Posts from machine learning

Data Wins

Whenever people ask me which company I think will win the self driving car race, I say Tesla.

And the reason is that they have more data.

And when it comes to training machines to do what humans do, more data is better than more software engineers.

Bloomberg has a good post on that today.

Headlines

One of the issues in all of the concerns about “fake news” is the way headlines are used on the Internet. Newspapers and magazines certainly took the construction of headlines into account to drive readers into the stories. But on the Internet, headlines have become that and more. They are the links themselves that fly around the Internet and “convert” someone into coming to your site and reading a story. They are “clickbait.” If we want to address the veracity and authenticity of content on the Internet, we might want to start with headlines.

I’ve had my issues with headlines for years. Many years ago, I allowed a number of publications to repost content I write here at AVC on their online publications. The publication that does that most frequently with my content is Business Insider. You can see the hundreds of posts that BI has republished on my author page at Business Insider. When they started doing this maybe seven or eight years ago, I would notice that they would leave my post intact, verbatim, but rewrite the headline. It would drive me crazy because I view the headline as an integral part of my post. I think about the words I use to title my posts. So I would send them angry emails and most of the time they would change it back. But it was a lesson in the difference between a headline that I liked and a headline that would drive clicks.

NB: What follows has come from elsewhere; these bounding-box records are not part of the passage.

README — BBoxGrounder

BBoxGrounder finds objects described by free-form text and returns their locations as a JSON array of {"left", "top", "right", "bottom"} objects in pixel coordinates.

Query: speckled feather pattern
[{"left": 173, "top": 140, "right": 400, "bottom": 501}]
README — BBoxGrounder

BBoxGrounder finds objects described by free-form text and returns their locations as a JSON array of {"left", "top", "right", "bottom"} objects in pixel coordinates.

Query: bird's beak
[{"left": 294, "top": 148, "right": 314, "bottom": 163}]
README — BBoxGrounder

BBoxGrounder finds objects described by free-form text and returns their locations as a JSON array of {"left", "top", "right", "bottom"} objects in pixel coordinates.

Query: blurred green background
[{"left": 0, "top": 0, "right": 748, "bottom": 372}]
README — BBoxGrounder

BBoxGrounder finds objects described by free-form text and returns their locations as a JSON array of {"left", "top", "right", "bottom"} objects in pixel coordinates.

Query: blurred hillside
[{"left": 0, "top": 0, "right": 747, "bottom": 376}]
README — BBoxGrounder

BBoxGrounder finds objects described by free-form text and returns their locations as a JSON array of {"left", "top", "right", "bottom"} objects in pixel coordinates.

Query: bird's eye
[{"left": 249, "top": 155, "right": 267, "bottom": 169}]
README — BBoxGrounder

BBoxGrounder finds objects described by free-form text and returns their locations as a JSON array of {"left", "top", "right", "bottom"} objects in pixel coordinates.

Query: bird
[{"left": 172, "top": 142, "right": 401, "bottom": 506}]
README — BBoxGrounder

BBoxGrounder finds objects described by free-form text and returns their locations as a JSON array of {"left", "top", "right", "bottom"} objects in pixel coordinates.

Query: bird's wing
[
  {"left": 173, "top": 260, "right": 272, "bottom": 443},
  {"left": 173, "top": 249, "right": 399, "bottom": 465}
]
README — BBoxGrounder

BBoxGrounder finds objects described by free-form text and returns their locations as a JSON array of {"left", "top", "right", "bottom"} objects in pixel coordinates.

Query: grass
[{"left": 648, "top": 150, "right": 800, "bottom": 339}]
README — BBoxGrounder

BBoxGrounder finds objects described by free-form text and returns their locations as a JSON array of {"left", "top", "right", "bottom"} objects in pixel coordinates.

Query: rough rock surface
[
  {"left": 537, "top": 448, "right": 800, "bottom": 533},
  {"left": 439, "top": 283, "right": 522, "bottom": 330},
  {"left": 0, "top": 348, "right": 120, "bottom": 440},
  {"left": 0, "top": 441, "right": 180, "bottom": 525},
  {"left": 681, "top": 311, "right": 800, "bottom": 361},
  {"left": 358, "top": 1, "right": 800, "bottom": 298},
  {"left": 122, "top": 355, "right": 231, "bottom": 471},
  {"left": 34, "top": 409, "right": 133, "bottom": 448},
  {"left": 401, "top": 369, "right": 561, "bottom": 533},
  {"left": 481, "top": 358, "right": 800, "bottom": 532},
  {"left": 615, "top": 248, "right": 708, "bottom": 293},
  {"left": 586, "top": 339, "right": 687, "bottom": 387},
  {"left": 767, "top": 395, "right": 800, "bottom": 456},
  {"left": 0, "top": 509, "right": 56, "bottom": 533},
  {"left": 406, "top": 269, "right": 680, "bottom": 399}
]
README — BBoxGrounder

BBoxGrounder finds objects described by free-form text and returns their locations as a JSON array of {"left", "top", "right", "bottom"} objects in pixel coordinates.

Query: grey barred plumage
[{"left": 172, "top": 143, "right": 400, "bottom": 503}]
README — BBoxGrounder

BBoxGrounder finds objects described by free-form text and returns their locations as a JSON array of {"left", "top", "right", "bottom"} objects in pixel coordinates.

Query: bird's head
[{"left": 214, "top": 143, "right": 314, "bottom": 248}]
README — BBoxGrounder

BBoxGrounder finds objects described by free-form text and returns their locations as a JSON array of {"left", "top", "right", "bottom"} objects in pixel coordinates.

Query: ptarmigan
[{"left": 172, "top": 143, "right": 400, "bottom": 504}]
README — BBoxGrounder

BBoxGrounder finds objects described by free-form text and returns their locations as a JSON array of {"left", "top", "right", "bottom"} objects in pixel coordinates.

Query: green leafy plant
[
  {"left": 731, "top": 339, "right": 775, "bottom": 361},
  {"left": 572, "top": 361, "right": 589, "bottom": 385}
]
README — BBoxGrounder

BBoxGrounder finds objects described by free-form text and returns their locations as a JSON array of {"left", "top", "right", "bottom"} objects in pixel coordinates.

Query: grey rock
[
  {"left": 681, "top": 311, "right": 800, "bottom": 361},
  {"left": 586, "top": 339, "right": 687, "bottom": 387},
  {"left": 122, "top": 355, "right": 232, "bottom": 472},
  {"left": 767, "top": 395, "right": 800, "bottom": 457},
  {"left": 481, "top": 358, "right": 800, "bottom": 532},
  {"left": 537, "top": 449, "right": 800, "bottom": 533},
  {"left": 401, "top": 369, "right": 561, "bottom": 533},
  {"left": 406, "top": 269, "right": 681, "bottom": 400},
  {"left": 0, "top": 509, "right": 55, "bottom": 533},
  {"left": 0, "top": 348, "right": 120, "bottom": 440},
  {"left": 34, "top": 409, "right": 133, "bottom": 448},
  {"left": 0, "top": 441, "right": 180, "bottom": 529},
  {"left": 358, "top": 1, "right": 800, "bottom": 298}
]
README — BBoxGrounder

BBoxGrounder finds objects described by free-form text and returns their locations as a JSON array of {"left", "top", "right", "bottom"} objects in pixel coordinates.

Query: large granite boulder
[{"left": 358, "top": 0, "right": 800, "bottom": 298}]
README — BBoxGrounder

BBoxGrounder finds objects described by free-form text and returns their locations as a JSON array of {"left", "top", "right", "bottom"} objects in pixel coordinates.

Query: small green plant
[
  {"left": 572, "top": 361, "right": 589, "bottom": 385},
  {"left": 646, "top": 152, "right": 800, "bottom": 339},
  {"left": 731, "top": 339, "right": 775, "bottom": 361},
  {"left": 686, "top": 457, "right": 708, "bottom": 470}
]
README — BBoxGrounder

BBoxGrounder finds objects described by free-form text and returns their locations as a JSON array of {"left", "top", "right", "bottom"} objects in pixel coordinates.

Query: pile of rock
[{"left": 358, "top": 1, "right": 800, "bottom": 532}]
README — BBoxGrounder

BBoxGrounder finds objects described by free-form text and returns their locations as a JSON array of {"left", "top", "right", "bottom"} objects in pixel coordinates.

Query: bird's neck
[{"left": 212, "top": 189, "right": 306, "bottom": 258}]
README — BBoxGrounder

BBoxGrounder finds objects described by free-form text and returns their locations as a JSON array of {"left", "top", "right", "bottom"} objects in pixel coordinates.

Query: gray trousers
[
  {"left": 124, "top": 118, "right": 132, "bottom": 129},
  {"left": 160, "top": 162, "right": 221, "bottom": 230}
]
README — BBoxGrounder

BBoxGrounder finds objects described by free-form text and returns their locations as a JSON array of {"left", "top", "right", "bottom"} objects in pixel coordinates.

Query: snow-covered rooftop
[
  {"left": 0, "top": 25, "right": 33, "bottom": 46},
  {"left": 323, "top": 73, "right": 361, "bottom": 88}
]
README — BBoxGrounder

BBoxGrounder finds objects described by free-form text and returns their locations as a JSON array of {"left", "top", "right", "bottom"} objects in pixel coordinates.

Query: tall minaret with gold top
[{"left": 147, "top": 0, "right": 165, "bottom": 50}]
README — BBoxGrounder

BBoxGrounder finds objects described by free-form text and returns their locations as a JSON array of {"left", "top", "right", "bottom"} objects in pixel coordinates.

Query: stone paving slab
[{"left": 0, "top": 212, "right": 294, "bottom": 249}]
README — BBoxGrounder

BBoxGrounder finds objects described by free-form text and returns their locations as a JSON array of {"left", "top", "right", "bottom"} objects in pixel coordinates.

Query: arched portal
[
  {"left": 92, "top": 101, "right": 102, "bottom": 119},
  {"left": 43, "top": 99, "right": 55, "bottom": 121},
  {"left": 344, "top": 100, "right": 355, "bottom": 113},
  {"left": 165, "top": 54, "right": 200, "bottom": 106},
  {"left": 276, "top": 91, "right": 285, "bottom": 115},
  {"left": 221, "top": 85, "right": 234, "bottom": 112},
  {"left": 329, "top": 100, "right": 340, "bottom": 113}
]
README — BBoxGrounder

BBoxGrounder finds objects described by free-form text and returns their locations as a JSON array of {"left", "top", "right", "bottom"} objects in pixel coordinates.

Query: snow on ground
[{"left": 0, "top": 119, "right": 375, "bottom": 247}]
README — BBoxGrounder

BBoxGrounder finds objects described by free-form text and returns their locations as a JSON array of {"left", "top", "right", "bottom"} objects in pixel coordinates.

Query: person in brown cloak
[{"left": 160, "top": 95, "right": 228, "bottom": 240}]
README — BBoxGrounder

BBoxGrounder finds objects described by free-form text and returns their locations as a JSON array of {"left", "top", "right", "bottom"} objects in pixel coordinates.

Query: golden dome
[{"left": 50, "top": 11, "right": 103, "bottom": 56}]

I also have seen hundreds of stories written about me, USV, and our portfolio companies that have sensational and often inaccurate headlines followed by stories that are essentially correct and well reported. It drives me nuts but I don’t often do much about it.

It makes me think that someone, or some company, or some open source community ought to build software that parses headlines and the stories that follow and rate them for how well the headline represents the article. That “headline veracity ranking” could then be offered to anyone who presents headlines to readers. That would be social media like Facebook, Twitter, Reddit, etc. That would be email applications and browsers. That would be search engines. Etc, etc, etc.

It would be nice to see some competition in this sector so that one company doesn’t become the arbiter of what is an accurate headline and what is not. That doesn’t sound like a good outcome. But if this is done via open source, or is community powered in some way, this could be a very helpful tool in getting publishers to behave and represent their stories accurately.

And that would be a wonderful thing for the Internet.

AI: Why Now?

UK-based VC David Kelnar wrote an excellent primer on Artificial Intelligence that is a relatively quick read and helps explain the technology and its advancement over the past sixty years since the term was coined in the mid 1950s.

I like this chart which explains the relationship between AI, machine learning, and deep learning.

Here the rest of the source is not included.